The only way to save yourself was to listen so far ahead that you could plan ahead to stop after a sentence AND so far ahead that you heard all the changes the doctor was going to make.

Today, most new MTs type word-by-word as they listen. They think that computers allow edits so easily that this is "ok." It's not ok. It's really, really bad.

This is not only inefficient, because you don't hear the changes and have to correct them, but it's dangerous. If you are not listening far enough ahead to understand what you are hearing - you're just parrot-typing along - you have much more trouble understanding what you hear and you often get the wrong notion of what is being said, so you type nonsense.

One of the main problems student MTs have is parrot-typing. They become frustrated because they can't get "a word." Well, most MTs can't get just "a word" - the only way to transcribe is to hear enough of the material that you comprehend THE MEANING of it, which you then WRITE. That's different from hear-a-word, type-a-word.

The thing to do, then, is to listen to the first sentence in full, stop the tape in the pause at the end, and then start typing it. At that point, you're writing, not parrot-typing. You will have to think more and plan more, but eventually you'll get the hang of it.

Halfway through that first sentence, you start the tape up again and listen to the next sentence while typing the rest of the first. Yes, this is doing two things at once. It's not easy, but if you practice it, you'll become able to do it.

That's listening ahead. Literally, listen ahead one sentence. You hear one in full, then begin typing it. Halfway through, start listening to the next.
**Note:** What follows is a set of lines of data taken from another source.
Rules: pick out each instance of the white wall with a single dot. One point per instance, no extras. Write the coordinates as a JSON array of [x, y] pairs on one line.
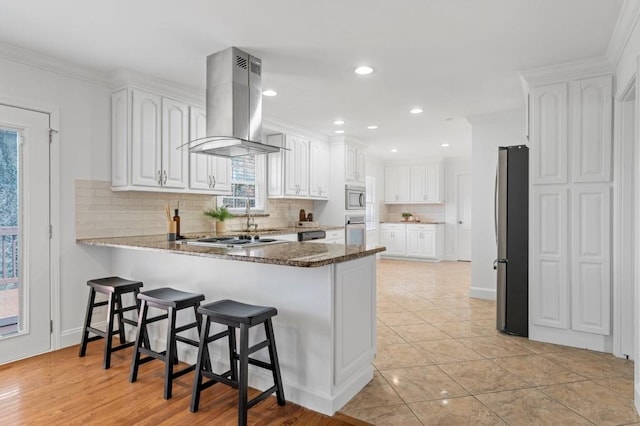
[[84, 153], [489, 131]]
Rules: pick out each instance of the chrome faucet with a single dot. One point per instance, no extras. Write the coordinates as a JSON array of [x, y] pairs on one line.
[[250, 219]]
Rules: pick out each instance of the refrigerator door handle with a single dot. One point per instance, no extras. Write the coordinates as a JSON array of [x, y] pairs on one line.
[[496, 261]]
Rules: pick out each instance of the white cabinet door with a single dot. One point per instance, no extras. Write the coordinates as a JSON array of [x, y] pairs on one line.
[[318, 170], [392, 236], [146, 139], [549, 132], [355, 159], [175, 133], [591, 132], [397, 187], [296, 166], [591, 259], [426, 183], [206, 171]]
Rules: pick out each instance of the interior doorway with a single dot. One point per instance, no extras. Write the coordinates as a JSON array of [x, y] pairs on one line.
[[463, 226], [25, 279]]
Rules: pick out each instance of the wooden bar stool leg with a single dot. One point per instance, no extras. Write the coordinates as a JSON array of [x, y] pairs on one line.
[[243, 380], [87, 322], [197, 381], [108, 340], [170, 355], [232, 353], [120, 317], [275, 365], [141, 334]]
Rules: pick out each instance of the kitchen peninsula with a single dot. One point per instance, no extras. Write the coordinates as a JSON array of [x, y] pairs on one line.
[[325, 295]]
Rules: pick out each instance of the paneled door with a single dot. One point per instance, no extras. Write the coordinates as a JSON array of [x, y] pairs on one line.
[[25, 283]]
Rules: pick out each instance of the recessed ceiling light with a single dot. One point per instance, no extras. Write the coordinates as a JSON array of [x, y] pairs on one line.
[[364, 70]]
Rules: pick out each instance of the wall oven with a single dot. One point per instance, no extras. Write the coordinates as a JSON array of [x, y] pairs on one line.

On and on like that.

After a while, you'll get a rhythm going and this will seem very easy.

If you don't see a need to do this, you'll never be able to do it. If you're not patient and if you do not practice this consistently and really work to develop the skill, you won't be able to do it.



But, before you get ahead of yourself, it's important to take this one step at a time.

Do you see that I gave everyone an exercise and then left them alone for oh, gee, hmmm, several months to work on it?

Waaay up at the top, I believe I mentioned that nobody ever believes what I was going to tell them, so I was going to let everyone discover it for themselves. I think I also mentioned that nobody ever wanted to do the initial exercise to discover their problems - they'd rush to the end to get those "Redpen hints" which would save them.

The Hint for the Day is to go back to page 1, read my posts there, see what the initial exercise is, and then do it. It'll take you several days.

You don't even need to read beyond those first posts. In fact, you shouldn't. Just do the exercise.

Then, when you've completed it, come back and share what you discovered.

I'll bet that you suddenly start seeing why it is taking you 11 hours to do 758 lines.

You're doing 69 lines per hour. That is 1/3 of what you should be capable of.

When an MT is transcribing 69 lines per hour, she's not transcribing continuously, but at a stupendously slow rate. No. She's transcribing at a RATE of 200 lines per hour, but she's not transcribing for 2/3 of the hour.

Seriously. That's the problem. You are not actually transcribing for 40 minutes out of every hour. You're doing something else, and it's not transcription. What is it?

If you will go back to page 1 and do the exercise I gave there, it will reveal what you are doing in those 40 minutes. Knowledge is power. You can then begin to control your working life.

Try that and let us know how it's going!

Really, it's a fun exercise. Very informative!

How's everyone else doing with this now? By now . . . and I'm sorry to have had to vanish like that, but duty called . . . you should have had some success. What's your productivity looking like now and how have things changed for you??